I was, of course speechless. Clearly it wasn't a time to talk about what eternal separation from God might actually be like. But she was saying something important to me about the message that had been communicated to her about what it meant to follow Christ.
In my own experience, growing up, I heard so many conversations about "eternal life." The focus was always on the eternal aspect of it - what would that life in heaven look like, wouldn't it be great to escape this life and go to glory, etc.
So I've been meditating on the story of Nicodemus and Jesus from John 3 as preparation for some storying that we're going to be doing in the next month or two. And after memorizing the passage and trying to get inside it, I went and read some commentaries on the passage. And the thing that struck me is that the "eternal life" that Jesus references could really be translated "life with the eternal One."
I know that I've talked about the idea of hope before and how void of hope the places that I walk and live really seem to be. What if the hope we have to offer is not just the idea of a someday perfect reality, but is something that starts now? What if it is about having relationship to and access to the Eternal One? What if that relationship with the Eternal One has the ability to change our lives now? Maybe not our circumstances, but the quality of the kind of life we live. What if that is the story we were telling people?
I know that, growing up, I heard that story too. But it was a fainter story. It was a story lived by my parents, sure. But it wasn't the message that the church as a whole was speaking.

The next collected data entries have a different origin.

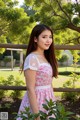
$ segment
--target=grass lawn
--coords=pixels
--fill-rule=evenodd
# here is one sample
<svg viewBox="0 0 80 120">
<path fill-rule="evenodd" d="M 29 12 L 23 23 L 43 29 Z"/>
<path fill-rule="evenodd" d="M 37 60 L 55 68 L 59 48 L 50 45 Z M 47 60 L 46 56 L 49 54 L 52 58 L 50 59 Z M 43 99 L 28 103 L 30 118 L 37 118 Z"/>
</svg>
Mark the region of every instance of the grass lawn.
<svg viewBox="0 0 80 120">
<path fill-rule="evenodd" d="M 67 67 L 67 68 L 66 67 L 59 67 L 59 72 L 65 72 L 65 71 L 74 71 L 74 68 L 73 67 Z M 76 72 L 77 71 L 80 72 L 80 68 L 77 68 Z M 0 70 L 0 77 L 4 77 L 5 80 L 7 79 L 7 77 L 9 75 L 13 75 L 14 77 L 19 76 L 21 78 L 21 80 L 24 81 L 24 75 L 23 75 L 23 73 L 21 74 L 21 72 L 19 70 L 14 70 L 14 71 L 11 71 L 11 70 L 1 71 Z M 69 79 L 71 79 L 71 77 L 68 76 L 68 75 L 66 75 L 66 76 L 65 75 L 59 75 L 57 79 L 53 78 L 53 81 L 52 81 L 53 88 L 62 87 L 63 84 Z M 76 82 L 76 86 L 77 85 L 79 85 L 79 82 Z M 77 87 L 80 87 L 80 85 L 77 86 Z M 62 94 L 61 92 L 55 92 L 56 96 L 59 96 L 61 94 Z"/>
<path fill-rule="evenodd" d="M 20 71 L 18 70 L 14 70 L 14 71 L 1 71 L 0 70 L 0 77 L 4 77 L 5 80 L 8 78 L 8 76 L 13 75 L 14 77 L 19 76 L 22 80 L 24 80 L 24 75 L 23 73 L 20 73 Z M 59 75 L 58 78 L 53 78 L 53 86 L 54 87 L 62 87 L 63 83 L 69 79 L 69 76 L 63 76 L 63 75 Z"/>
<path fill-rule="evenodd" d="M 21 74 L 21 72 L 18 71 L 18 70 L 14 70 L 14 71 L 11 71 L 11 70 L 3 70 L 3 71 L 1 71 L 0 70 L 0 77 L 4 77 L 6 79 L 10 75 L 13 75 L 15 77 L 20 76 L 22 80 L 24 79 L 23 73 Z"/>
<path fill-rule="evenodd" d="M 80 66 L 75 68 L 75 67 L 59 67 L 58 69 L 60 72 L 80 72 Z"/>
<path fill-rule="evenodd" d="M 5 80 L 8 78 L 8 76 L 13 75 L 14 77 L 21 77 L 22 80 L 24 80 L 24 75 L 23 73 L 21 74 L 20 71 L 0 71 L 0 77 L 4 77 Z M 59 75 L 58 78 L 53 78 L 53 86 L 54 87 L 62 87 L 63 83 L 69 79 L 69 76 L 63 76 Z"/>
</svg>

It is the story that I've been living though. Life with the Eternal One is spectacular. It's filled with peace and joy and a deep, abiding knowledge of who I am and who I belong to. It's something that orders my steps and helps me to choose right paths. That is something that I want others to experience too. It's something I want others to have. It's so much of the motivation for the passion that I feel for walking with people in spiritual conversations and doing life with people outside of the church.